Nuclear cGAS restricts L1 retrotransposition by promoting TRIM41-mediated ORF2p ubiquitination and degradation

Cyclic GMP-AMP synthase (cGAS), initially identified as a cytosolic DNA sensor, detects DNA fragments to trigger an innate immune response. Recently, accumulating evidence reveals the presence of cGAS within the nucleus. However, the biological functions of nuclear cGAS are not fully understood. Here, we demonstrate that nuclear cGAS represses LINE-1 (L1) retrotransposition to preserve genome integrity in human cells. Mechanistically, the E3 ligase TRIM41 interacts with and ubiquitinates ORF2p to influence its stability, and cGAS enhances the association of ORF2p with TRIM41, thereby promoting TRIM41-mediated ORF2p degradation and the suppression of L1 retrotransposition.

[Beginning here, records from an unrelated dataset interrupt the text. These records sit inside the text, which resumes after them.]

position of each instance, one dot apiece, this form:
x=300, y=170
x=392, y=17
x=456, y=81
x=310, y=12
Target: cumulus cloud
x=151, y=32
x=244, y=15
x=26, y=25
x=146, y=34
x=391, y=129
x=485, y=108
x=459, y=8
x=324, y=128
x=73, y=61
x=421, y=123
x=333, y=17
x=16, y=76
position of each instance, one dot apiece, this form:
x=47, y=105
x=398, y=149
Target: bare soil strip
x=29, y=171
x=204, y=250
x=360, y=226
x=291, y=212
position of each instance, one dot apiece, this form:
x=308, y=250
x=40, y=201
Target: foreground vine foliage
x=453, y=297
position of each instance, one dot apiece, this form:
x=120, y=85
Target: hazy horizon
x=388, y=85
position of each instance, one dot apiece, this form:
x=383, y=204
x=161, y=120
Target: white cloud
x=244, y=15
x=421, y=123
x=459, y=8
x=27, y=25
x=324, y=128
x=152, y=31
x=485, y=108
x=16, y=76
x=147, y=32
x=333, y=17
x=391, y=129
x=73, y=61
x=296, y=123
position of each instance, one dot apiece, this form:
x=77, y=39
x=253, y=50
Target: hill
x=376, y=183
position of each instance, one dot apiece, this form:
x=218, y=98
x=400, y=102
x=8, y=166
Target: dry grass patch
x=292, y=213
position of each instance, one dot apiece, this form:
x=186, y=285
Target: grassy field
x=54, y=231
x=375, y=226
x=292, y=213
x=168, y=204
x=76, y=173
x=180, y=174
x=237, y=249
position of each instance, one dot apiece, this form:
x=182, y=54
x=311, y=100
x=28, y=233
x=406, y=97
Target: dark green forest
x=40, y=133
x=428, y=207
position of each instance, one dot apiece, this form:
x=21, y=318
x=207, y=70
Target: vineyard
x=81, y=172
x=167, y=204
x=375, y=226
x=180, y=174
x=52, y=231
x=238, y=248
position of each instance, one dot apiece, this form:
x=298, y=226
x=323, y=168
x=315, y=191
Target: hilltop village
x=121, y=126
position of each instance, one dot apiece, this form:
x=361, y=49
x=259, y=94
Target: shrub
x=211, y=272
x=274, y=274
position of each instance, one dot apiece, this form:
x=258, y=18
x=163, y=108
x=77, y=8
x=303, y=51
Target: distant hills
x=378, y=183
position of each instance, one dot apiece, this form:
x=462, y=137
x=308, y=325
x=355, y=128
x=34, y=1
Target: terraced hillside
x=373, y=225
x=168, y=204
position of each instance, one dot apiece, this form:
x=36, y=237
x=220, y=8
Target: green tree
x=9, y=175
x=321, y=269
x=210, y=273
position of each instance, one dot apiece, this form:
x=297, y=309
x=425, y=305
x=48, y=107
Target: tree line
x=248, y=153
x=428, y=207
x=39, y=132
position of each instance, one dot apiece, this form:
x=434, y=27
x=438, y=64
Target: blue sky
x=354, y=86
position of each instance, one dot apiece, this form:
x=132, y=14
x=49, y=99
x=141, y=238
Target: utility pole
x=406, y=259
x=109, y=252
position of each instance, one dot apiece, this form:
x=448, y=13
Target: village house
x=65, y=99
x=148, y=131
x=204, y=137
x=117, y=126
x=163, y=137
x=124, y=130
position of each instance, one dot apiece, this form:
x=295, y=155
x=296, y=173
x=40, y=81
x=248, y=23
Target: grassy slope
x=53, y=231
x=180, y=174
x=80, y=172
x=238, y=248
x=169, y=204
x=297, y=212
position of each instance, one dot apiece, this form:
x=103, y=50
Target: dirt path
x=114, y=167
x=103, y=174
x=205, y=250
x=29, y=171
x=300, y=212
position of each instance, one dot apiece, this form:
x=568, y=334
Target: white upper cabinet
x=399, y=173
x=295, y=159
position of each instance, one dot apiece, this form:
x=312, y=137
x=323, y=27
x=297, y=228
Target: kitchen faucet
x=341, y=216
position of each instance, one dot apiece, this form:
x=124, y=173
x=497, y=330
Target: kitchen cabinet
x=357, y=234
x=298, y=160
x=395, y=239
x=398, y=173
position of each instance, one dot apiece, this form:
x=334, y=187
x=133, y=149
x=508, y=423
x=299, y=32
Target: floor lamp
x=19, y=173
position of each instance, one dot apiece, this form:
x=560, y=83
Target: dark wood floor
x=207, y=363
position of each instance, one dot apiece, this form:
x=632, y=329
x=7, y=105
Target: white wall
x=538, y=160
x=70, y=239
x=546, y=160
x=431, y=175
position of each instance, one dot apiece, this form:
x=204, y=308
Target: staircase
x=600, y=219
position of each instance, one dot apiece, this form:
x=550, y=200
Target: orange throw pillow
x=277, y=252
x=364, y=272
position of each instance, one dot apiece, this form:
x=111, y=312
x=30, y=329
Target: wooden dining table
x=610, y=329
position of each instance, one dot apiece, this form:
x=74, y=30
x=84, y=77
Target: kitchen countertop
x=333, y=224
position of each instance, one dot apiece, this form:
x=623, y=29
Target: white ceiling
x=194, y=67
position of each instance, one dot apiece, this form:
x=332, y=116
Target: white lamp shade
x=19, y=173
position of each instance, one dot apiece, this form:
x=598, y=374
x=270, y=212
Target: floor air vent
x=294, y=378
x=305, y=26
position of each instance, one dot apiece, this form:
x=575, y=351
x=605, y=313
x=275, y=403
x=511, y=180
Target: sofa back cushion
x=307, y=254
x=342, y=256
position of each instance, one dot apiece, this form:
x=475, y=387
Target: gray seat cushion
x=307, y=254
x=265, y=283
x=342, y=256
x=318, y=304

In response to DNA damage, cGAS is phosphorylated at serine residues 120 and 305 by CHK2, which promotes cGAS-TRIM41 association, facilitating TRIM41-mediated ORF2p degradation. Moreover, we show that nuclear cGAS mediates the repression of L1 retrotransposition in senescent cells induced by DNA damage agents. We also identify several cancer-associated cGAS mutations that abolish the suppressive effect on L1 retrotransposition by disrupting the CHK2-cGAS-TRIM41-ORF2p regulatory axis. Together, these findings indicate that nuclear cGAS exhibits an inhibitory function in L1 retrotransposition which could provide avenues for future interventions in both aging and tumorigenesis. Zhen and colleagues show that nuclear cGAS represses L1 retrotransposition to stabilize the genome by enhancing the interaction between ORF2p and the E3 ligase TRIM41 upon DNA damage, which leads to the ubiquitination and degradation of ORF2p.